Monsieur le ministre, votre objectif prioritaire est non pas l’augmentation du taux d’emploi, mais l’allongement de la durée de travail de ceux qui ont déjà un emploi à temps plein. Or, en longue période, la prospérité d’une nation dépend moins de la durée du travail que de la productivité de ce travail horaire. C’est si vrai que les pays où l’on travaille le plus, comme la Turquie, la Roumanie ou la Pologne, sont aussi les moins développés.

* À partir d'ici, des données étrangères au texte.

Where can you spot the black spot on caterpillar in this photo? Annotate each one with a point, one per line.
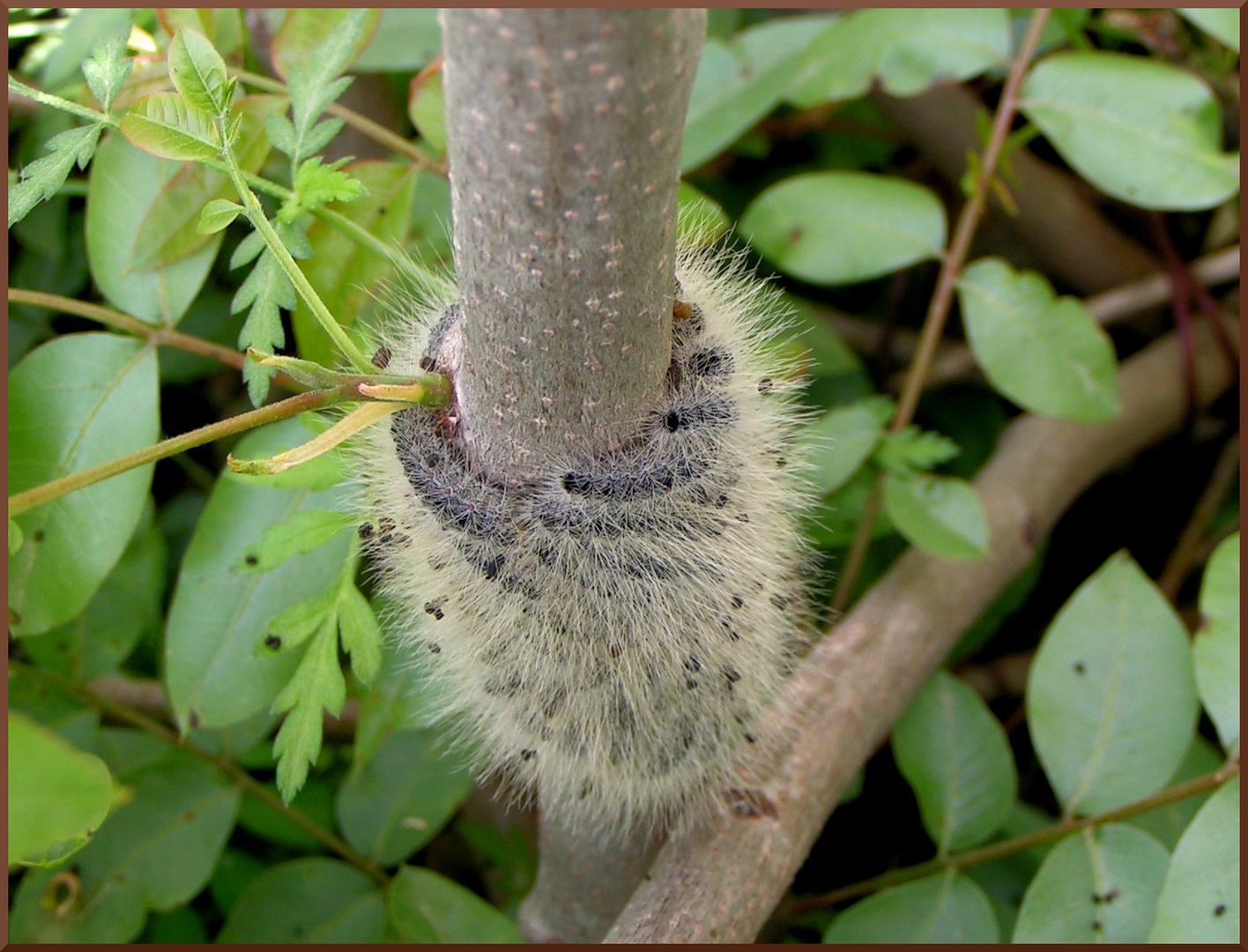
(579, 612)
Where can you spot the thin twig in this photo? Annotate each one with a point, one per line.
(240, 777)
(1008, 847)
(374, 130)
(1184, 558)
(290, 407)
(942, 297)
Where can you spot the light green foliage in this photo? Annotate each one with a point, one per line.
(77, 402)
(905, 50)
(1044, 353)
(57, 795)
(1095, 886)
(1200, 898)
(1140, 130)
(1215, 648)
(125, 608)
(427, 907)
(940, 514)
(955, 756)
(840, 227)
(314, 900)
(1115, 666)
(945, 907)
(219, 615)
(402, 796)
(155, 852)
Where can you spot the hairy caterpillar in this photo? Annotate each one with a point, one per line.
(609, 630)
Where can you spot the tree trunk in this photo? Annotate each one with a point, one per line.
(563, 132)
(563, 135)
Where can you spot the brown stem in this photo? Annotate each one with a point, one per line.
(240, 777)
(720, 880)
(1184, 558)
(942, 297)
(1008, 847)
(290, 407)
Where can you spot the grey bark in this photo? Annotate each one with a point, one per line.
(563, 138)
(720, 881)
(563, 132)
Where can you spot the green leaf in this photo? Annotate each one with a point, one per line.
(427, 108)
(234, 874)
(1222, 24)
(945, 907)
(407, 41)
(168, 126)
(1113, 667)
(954, 754)
(1200, 898)
(360, 634)
(198, 72)
(57, 795)
(219, 615)
(317, 685)
(41, 179)
(842, 227)
(314, 900)
(743, 78)
(155, 852)
(316, 183)
(302, 532)
(1215, 648)
(345, 276)
(842, 439)
(910, 450)
(1044, 353)
(1139, 129)
(1169, 822)
(218, 215)
(173, 231)
(905, 50)
(128, 189)
(126, 606)
(1095, 886)
(427, 907)
(75, 402)
(940, 514)
(315, 802)
(323, 41)
(402, 796)
(108, 70)
(401, 697)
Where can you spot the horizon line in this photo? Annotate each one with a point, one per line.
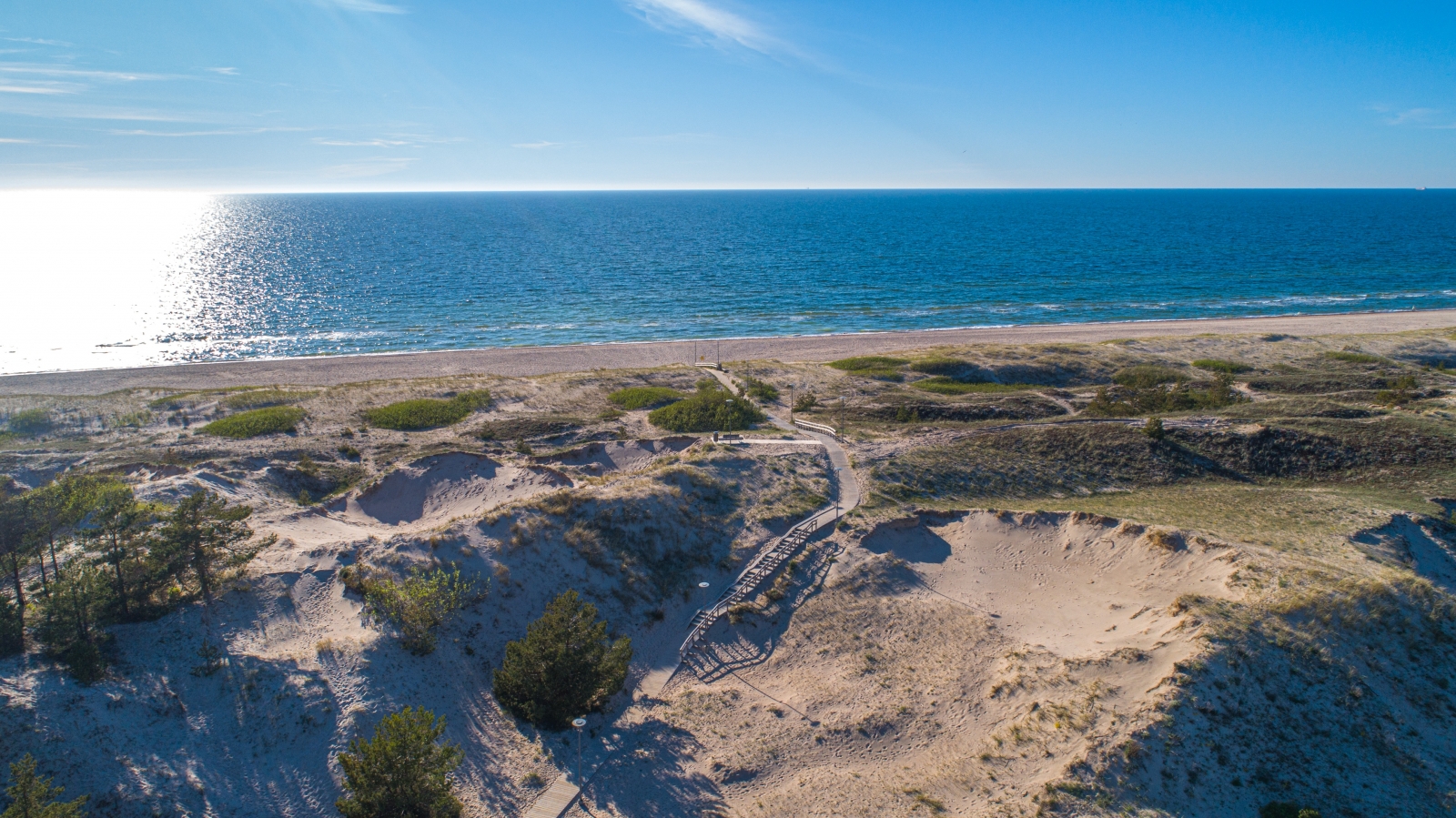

Pis, ce sont aussi les pays où le travail est le moins bien partagé et où le taux d’emploi est le plus bas.
Cet exemple illustre donc que le « travailler plus » ne fait pas bon ménage avec le « travailler tous », et le dispositif complexe de défiscalisation des heures supplémentaires et de rachat des jours de réduction du temps de travail mis au point par le Gouvernement en fera rapidement la démonstration.
Ce dispositif permettra certes à ceux qui bénéficient de ces heures supplémentaires d’arrondir leurs fins de mois. Il satisfera aussi les employeurs, qui pourront utiliser au maximum la main-d’œuvre existante sans recourir à de nouvelles embauches. En revanche, cela a été souligné, il pénalisera les chômeurs et les salariés précaires, qui trouveront plus difficilement des emplois, et ne profitera que marginalement aux salariés à temps partiel. Pour eux, les heures supplémentaires sont en effet plafonnées à 10 % de leur temps de travail et ne sont ni majorées ni exonérées de cotisations patronales.
Ainsi, monsieur le ministre, le « travailler plus pour gagner plus » ne profitera pas à ceux qui en auraient le plus grand besoin. C’est tout le projet de loi qui va dans ce sens et, bien entendu, nous le combattons.